The lack of enforcement of the specifications points to the self-regulatory nature of automotive manufacturing.
Joan Claybrook, a former administrator at the National Highway Traffic Safety Administration, said that while the safety agency should have been more engaged, the system places a heavy onus on automakers to make sure that suppliers comply with basic safety standards.
"Automakers play a big role," she said. "They're expected to be involved with their suppliers in a very detailed way."
A former Takata engineer who spoke to The Times and who was recently deposed by Honda in litigation with Takata revealed how easily the supplier avoided detection in getting the defective airbags to market.
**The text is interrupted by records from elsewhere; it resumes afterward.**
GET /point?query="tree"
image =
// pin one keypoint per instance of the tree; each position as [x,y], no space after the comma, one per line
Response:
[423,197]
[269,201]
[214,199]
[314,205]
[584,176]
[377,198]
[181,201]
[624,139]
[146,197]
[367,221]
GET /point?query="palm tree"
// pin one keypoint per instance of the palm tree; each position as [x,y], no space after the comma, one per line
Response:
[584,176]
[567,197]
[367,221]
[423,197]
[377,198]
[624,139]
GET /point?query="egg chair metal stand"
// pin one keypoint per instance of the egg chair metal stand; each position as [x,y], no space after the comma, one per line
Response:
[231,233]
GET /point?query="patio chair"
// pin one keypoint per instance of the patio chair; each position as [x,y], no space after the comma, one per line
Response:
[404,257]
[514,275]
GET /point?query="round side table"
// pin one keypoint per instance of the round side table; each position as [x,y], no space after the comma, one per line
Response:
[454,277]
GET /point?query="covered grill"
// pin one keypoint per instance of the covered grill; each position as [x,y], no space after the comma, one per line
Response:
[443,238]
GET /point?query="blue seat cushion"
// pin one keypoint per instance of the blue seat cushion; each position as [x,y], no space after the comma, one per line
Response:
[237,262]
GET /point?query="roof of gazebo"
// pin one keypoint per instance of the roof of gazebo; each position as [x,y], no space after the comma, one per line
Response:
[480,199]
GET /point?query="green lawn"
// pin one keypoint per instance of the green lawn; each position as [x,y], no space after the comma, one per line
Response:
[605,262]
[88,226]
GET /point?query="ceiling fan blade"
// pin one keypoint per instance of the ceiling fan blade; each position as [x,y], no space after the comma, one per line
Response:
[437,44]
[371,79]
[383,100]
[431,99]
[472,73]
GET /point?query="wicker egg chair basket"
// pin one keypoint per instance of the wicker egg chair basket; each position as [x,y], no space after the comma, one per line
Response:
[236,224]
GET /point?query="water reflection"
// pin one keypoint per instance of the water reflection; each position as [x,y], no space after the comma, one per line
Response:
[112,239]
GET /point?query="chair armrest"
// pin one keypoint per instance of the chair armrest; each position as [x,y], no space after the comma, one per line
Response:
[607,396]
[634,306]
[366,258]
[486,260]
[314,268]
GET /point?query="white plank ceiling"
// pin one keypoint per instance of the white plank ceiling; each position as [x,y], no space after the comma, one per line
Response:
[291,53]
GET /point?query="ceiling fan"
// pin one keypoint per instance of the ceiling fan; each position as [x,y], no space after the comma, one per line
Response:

Workers at a now-closed Takata plant in La Grange, Ga., manipulated tests meant to measure whether inflaters were airtight, said the former engineer, who still works in the automotive industry and spoke on the condition of anonymity. His testimony in the lawsuit has not yet been made public.
The tests involved inserting a small amount of helium gas into the inflaters. The inflaters were then put in a vacuum. If too much helium was detected outside the inflater, that meant the inflater had a leak, was defective and should be scrapped.
But workers at the La Grange factory would take the defective inflaters and test them repeatedly, to deplete the helium. With no helium left inside, the inflaters would pass the test, according to the engineer. The workers would then give the defective inflaters new bar code identifiers, so the repeated testing could not be tracked.
The engineer said he questioned his Takata bosses in 2001 about manipulating the tests, but was told "not to come back to any more meetings." He left the company later that year.
Honda said that it became aware of the manipulated tests only when the engineer was deposed by its lawyers.
"Honda expects its suppliers to act with integrity at all times and is deeply troubled by this behavior by one of our suppliers," the automaker said in a statement.
Susan Bairley, a spokeswoman for the consortium led by General Motors, Ford and Chrysler, said it did not keep records "of discussions leading to research results," so it could not comment on concerns that might have resulted from the 2004 update to its airbag specifications. G.M. and Ford referred questions back to the consortium; Fiat Chrysler declined to comment.